部署满血DeepSeek R1的避坑指南-vLLM 0.7.1

大模型向量数据库云存储

大家好,今天给大家带来一篇曹宇兄的文章,给大家一些vllm部署满血deepseek r1的避坑指南。


        
          
知乎:https://zhuanlan.zhihu.com/p/21064432691  

      

今天看到vLLM的朋友圈发布了DeepSeek R1的PP支持,立刻开始我的捣鼓之旅,假如我训练的超大MoE上线了,也得做好技术准备工作是不嘛。

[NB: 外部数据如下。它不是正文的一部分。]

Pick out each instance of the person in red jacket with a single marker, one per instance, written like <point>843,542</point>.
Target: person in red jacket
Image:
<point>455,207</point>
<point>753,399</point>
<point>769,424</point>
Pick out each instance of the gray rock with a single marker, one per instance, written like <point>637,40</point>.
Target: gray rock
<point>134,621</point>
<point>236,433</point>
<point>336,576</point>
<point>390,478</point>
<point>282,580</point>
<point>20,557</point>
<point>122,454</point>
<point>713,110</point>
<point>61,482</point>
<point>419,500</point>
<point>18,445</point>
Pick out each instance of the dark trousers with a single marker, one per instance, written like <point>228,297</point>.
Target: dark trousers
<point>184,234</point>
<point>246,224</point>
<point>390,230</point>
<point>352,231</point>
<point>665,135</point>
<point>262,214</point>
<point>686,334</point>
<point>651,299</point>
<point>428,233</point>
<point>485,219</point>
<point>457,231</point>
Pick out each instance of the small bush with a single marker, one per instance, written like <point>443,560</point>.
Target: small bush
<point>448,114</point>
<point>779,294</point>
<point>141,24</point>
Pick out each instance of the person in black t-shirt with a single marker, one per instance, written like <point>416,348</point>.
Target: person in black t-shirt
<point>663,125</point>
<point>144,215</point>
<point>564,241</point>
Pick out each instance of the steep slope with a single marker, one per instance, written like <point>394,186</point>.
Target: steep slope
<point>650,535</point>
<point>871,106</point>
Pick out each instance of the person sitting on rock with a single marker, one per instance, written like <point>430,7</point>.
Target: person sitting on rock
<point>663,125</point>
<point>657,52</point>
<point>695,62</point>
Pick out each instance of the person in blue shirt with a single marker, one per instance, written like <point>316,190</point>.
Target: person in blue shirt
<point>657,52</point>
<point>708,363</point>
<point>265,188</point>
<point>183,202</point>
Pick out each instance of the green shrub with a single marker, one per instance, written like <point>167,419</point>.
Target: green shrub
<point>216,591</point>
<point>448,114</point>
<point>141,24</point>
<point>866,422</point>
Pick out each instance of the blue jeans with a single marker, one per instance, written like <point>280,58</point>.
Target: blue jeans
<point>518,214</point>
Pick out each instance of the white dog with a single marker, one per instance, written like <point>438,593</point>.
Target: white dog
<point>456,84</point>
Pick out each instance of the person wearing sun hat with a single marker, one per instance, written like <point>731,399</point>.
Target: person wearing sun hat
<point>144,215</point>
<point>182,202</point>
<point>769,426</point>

把踩坑经验给大家分享一下,希望能够相比于官方文档更白话一点。


        
          
Distributed Inference and Serving: https://docs.vllm.ai/en/latest/serving/distributed_serving.html#running-vllm-on-multiple-nodes  

      

知乎@游凯超 说一定要让整个过程变得丝滑无比,我俩配合做了几个验证,现在应该只需要 Step0 和 Step3 就可以run起来了,如果遇到autoscalar的相关问题可以看Step1可以解决。

Step 0 Prepare weights & Environment

由于权重太大了,即使你网速可以,也不建议直连下载了。大家可以先从HF及或代理弄一份权重回来,直连大概率直接超时或者把公网IP打爆。我们今天展示的多机多卡8xH20 (x2) 部署,对应TP size 8,PP size 2,所以要搞两台这样的机器过来。同时有一个假设:两机的网络互通,不一定需要IB,储存需要共享(NAS或OSS均可),完成准备工作之后便可以做第一步。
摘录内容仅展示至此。